Zufrieden zu sein, das ist eben kein selbstverständlicher Dauerzustand, sondern bedeutet, dass man stets an diesem Ziel arbeiten muss. Als Regierung der Oberpfalz wollen wir auch in Zukunft unseren Beitrag dazu leisten, dass die Lebensqualität im Regierungsbezirk so hoch bleibt, wie sie ist, und dass sich die Menschen, die hier leben, weiterhin gut aufgehoben fühlen. Dafür setzten wir uns in den vielfältigsten Bereichen ein: Für Sicherheit, für Soziales, für die Wirtschaft, für Landesentwicklung, für Verkehr, für Planung und Bau, für Schulen, für Umwelt, Natur, Verbraucherschutz und – seit Ende des Jahres mit der Schaffung eines neuen Bereiches – auch wieder verstärkt für die Landwirtschaft. Seit August dieses Jahres ist zudem das für den ganzen Freistaat zuständige Mobilfunkzentrum bei uns angesiedelt, das im Rahmen des staatlichen Förderprogramms in Zusammenarbeit mit den Gemeinden für einen verbesserten Handyempfang in Bayern sorgen soll.
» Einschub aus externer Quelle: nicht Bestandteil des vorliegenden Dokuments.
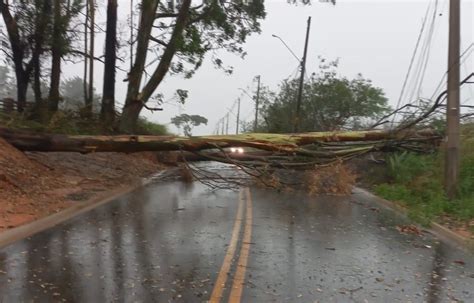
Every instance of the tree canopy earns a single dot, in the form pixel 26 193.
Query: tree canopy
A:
pixel 329 102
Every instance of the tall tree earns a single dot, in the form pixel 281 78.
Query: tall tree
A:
pixel 329 103
pixel 108 94
pixel 185 33
pixel 19 51
pixel 42 22
pixel 90 93
pixel 56 55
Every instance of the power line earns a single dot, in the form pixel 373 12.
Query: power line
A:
pixel 412 59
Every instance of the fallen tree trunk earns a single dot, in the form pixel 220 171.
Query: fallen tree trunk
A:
pixel 331 144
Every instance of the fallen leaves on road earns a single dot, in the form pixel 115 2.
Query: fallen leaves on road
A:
pixel 409 229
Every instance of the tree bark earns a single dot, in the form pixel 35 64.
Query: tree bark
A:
pixel 56 55
pixel 86 50
pixel 90 99
pixel 135 100
pixel 133 105
pixel 42 17
pixel 281 143
pixel 22 72
pixel 108 95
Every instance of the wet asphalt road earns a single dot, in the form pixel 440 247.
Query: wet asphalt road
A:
pixel 175 242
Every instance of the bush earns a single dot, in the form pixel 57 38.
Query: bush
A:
pixel 417 182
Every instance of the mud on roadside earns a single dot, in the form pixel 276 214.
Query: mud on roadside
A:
pixel 34 185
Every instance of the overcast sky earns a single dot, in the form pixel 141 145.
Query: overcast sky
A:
pixel 375 38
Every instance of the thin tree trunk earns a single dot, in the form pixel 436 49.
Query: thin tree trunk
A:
pixel 56 54
pixel 42 17
pixel 108 95
pixel 132 107
pixel 135 100
pixel 22 73
pixel 86 50
pixel 90 100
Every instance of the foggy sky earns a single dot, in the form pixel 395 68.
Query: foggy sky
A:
pixel 375 38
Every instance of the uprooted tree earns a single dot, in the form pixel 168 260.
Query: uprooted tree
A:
pixel 266 152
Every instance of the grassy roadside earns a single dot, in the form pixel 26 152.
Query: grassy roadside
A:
pixel 416 182
pixel 72 123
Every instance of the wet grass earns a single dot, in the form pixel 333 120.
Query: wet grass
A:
pixel 416 181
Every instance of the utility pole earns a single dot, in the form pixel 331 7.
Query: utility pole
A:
pixel 227 124
pixel 451 173
pixel 223 125
pixel 238 117
pixel 300 88
pixel 255 125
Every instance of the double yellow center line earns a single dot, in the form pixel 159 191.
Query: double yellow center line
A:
pixel 239 276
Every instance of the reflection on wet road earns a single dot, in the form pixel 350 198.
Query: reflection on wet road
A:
pixel 175 242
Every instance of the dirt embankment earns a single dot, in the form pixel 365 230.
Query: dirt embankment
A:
pixel 34 185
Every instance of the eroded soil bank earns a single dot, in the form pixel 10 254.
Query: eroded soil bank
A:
pixel 34 185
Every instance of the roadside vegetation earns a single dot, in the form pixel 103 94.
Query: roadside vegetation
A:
pixel 416 181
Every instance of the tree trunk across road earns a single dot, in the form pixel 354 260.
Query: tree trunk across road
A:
pixel 285 143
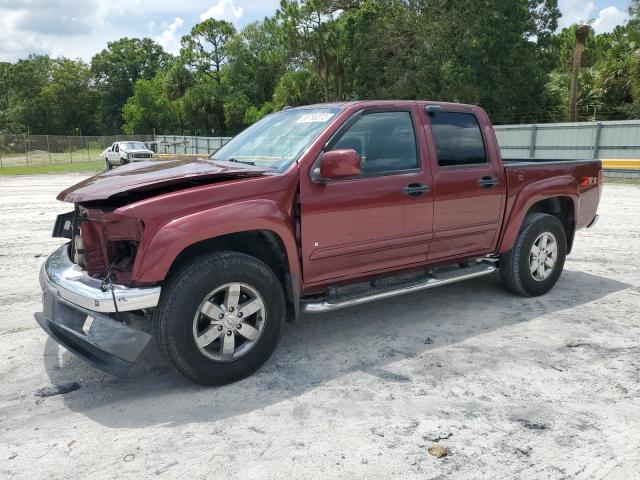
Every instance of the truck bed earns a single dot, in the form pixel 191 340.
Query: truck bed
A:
pixel 583 178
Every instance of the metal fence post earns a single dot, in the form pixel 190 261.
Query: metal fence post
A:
pixel 532 143
pixel 596 141
pixel 26 151
pixel 48 149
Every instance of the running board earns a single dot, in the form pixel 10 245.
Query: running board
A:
pixel 332 303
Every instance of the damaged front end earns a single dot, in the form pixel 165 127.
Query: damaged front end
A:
pixel 89 302
pixel 105 243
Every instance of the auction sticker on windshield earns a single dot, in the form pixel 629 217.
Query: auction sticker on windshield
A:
pixel 315 117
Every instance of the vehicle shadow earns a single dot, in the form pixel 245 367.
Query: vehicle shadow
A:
pixel 318 349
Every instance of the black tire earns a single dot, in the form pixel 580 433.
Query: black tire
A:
pixel 514 264
pixel 183 293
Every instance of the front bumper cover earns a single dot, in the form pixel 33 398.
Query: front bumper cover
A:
pixel 74 314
Gemeinsam wollen wir auch im nächsten Jahr für die Zufriedenheit der Menschen in der Oberpfalz arbeiten und das Beste für unseren Regierungsbezirk erreichen. Dafür brauchen wir weiterhin Ihre Unterstützung und, vor allen Dingen, ein solidarisches Miteinander. Insbesondere, weil es auch bei uns Menschen gibt, die nicht auf der Sonnenseite des Lebens stehen, denen es nicht so gut geht und die auf unsere Solidarität und Unterstützung angewiesen sind.
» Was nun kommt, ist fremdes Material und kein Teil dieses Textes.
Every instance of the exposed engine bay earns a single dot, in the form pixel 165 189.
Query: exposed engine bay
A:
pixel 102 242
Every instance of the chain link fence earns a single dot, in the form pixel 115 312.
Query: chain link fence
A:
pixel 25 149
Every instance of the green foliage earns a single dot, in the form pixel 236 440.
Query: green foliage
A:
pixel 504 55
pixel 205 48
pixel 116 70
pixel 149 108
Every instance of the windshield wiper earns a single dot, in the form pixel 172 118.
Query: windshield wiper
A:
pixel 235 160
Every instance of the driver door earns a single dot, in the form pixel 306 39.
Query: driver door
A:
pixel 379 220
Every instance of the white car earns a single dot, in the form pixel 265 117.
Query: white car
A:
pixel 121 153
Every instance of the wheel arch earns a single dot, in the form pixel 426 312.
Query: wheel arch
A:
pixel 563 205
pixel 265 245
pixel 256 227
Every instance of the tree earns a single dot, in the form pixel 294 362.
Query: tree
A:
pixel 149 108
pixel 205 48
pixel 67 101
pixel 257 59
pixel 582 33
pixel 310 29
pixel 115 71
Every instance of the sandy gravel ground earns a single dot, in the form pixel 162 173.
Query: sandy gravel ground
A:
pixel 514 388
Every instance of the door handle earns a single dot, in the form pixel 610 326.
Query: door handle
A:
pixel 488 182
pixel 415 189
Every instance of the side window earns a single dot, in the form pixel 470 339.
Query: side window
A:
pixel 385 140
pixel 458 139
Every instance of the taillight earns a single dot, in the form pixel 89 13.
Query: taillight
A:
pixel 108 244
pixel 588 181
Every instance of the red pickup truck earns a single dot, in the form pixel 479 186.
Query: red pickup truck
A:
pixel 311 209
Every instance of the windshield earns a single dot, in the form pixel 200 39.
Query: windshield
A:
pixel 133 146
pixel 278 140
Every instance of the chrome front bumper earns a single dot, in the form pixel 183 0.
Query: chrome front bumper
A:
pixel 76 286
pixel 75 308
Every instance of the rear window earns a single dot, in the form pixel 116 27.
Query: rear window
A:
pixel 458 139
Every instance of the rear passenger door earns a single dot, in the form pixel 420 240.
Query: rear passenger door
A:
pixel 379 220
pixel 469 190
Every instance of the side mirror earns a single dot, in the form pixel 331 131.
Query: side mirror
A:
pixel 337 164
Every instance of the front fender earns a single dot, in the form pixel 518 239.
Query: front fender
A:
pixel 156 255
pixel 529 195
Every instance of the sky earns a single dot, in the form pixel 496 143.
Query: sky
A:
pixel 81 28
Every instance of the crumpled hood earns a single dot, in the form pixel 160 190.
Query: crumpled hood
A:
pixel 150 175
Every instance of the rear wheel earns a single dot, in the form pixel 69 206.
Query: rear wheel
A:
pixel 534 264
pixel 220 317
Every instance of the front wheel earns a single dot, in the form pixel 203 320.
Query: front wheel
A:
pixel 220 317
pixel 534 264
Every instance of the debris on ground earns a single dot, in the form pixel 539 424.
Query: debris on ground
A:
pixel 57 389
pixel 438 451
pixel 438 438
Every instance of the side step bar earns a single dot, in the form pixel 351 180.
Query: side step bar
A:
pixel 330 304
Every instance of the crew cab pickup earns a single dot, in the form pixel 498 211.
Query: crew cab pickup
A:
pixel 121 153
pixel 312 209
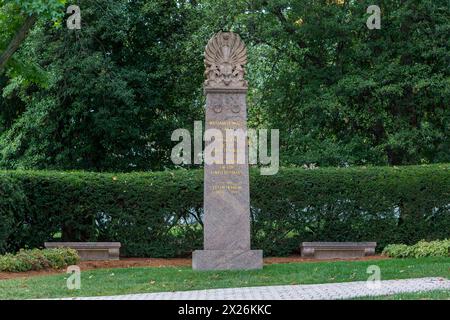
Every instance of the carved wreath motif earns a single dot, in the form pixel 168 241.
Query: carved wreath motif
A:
pixel 225 57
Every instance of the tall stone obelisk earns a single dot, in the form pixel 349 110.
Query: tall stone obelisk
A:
pixel 226 186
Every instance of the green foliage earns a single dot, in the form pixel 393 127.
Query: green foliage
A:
pixel 116 90
pixel 26 260
pixel 160 214
pixel 419 250
pixel 340 94
pixel 344 94
pixel 12 205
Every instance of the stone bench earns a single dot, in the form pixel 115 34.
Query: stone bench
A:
pixel 337 250
pixel 90 250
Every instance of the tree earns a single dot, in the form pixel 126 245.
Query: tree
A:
pixel 344 94
pixel 19 16
pixel 118 88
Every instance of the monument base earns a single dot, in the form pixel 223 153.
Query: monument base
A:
pixel 227 259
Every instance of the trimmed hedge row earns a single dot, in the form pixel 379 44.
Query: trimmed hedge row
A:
pixel 159 214
pixel 26 260
pixel 420 249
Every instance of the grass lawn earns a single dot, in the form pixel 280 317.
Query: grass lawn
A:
pixel 426 295
pixel 141 280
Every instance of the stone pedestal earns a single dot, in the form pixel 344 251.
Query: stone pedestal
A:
pixel 226 183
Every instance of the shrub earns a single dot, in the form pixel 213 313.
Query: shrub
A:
pixel 12 204
pixel 160 214
pixel 421 249
pixel 26 260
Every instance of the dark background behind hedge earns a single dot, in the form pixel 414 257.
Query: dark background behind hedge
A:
pixel 159 214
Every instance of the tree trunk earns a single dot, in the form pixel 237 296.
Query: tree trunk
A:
pixel 15 43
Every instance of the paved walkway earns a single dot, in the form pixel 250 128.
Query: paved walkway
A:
pixel 295 292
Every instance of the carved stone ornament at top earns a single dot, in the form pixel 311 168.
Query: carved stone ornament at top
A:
pixel 225 57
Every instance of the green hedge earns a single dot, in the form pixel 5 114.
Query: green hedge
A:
pixel 419 250
pixel 159 214
pixel 26 260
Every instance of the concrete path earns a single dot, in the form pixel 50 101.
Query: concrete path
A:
pixel 327 291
Auch 2019 werden wieder viele neue Herausforderungen auf uns warten. Packen wir sie gemeinsam an! Bevor es jedoch mit Schwung ins neue Jahr geht, genießen Sie die ganz besondere Jahreszeit. Finden Sie ein wenig Ruhe, nehmen Sie sich Zeit für Ihre Familien und Ihre Freunde und lassen Sie auch für sich ein Stück Zufriedenheit zu.
Ich wünsche Ihnen allen für 2019 Glück, Erfolg, Gesundheit, Gottes Segen und – wenn möglich – auch ein bisschen mehr Zufriedenheit!